LYON, France – Underwater cultural heritage sites worldwide are exposed daily to a range of critical challenges which include plunder, trade, fishing and the extraction of natural resources.
In addition, underwater archaeological sites are regulated by extremely different national legislations worldwide.
Against this context, reviewing and shaping best practices against the pillage, commercial exploitation, illicit trafficking and unethical recovery of underwater archaeological objects was the focus of the first ever international meeting organized by INTERPOL and UNESCO dedicated solely to identifying and protecting underwater cultural heritage.
The agenda at the two-day (14 and 15 September) meeting included best practices in recording and sharing information related to stolen cultural goods and in recovering cultural artefacts from the illicit market.
In this respect, the conference was an important step in supporting the implementation of the 2001 UNESCO Convention, a key tool in the fight against cultural property crimes.
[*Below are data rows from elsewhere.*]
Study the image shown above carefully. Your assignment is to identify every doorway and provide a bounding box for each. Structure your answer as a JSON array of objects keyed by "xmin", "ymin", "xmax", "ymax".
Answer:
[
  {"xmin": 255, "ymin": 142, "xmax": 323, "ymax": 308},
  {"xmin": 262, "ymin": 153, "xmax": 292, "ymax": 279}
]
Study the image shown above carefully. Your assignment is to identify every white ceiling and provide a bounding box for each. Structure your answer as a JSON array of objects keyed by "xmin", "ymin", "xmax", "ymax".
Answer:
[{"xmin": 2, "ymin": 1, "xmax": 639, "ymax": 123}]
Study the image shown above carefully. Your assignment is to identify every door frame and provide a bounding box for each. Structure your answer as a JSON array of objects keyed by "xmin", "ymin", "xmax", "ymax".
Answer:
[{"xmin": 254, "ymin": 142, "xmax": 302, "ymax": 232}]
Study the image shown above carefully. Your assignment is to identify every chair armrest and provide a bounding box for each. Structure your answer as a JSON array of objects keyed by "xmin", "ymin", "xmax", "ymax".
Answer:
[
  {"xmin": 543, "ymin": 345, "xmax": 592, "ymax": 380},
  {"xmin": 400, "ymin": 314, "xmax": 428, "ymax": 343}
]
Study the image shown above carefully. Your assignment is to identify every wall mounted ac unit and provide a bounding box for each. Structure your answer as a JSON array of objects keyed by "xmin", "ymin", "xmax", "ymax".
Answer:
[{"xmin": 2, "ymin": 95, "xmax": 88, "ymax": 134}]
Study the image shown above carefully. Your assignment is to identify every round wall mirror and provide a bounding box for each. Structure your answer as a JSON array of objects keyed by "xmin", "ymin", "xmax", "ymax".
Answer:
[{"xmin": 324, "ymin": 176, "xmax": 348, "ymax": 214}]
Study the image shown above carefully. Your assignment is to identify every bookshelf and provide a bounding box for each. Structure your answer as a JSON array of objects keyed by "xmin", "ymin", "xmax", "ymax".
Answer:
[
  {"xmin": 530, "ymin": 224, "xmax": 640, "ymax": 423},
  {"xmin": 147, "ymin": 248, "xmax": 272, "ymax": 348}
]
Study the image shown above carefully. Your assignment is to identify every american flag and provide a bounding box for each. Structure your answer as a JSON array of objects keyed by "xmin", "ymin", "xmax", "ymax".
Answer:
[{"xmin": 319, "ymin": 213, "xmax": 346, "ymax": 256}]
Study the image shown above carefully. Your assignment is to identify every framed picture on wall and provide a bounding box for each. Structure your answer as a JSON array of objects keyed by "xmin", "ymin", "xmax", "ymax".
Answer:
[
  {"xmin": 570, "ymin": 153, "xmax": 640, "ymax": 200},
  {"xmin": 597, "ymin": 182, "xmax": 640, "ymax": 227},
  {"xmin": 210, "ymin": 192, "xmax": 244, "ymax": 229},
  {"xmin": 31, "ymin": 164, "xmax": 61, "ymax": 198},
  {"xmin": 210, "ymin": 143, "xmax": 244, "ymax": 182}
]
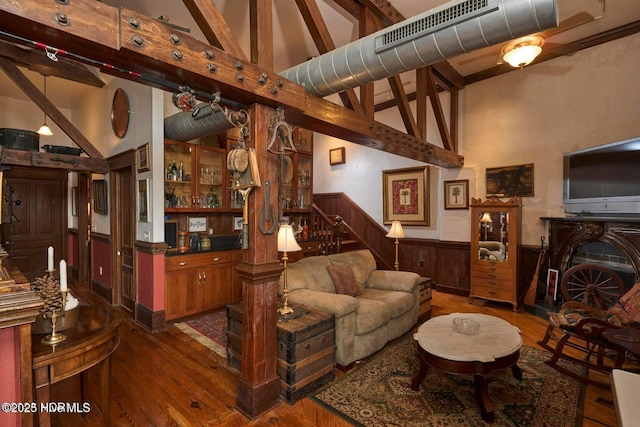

The Convention, ratified by 58 countries, remains the only international legal instrument that can guarantee the protection of underwater cultural heritage in all waters and that can be used by special law enforcement units dedicated to the protection of underwater cultural heritage sites.
Under the auspices of INTERPOL and UNESCO, the meeting gathered more than 25 international experts from Cyprus, Democratic Republic of Congo, France, Ghana, Israel, Italy, Mexico, Romania, South Africa, Spain, the Netherlands, UK and Ukraine, as well as from CMAS (Confédération Mondiale des Activités Subaquatiques).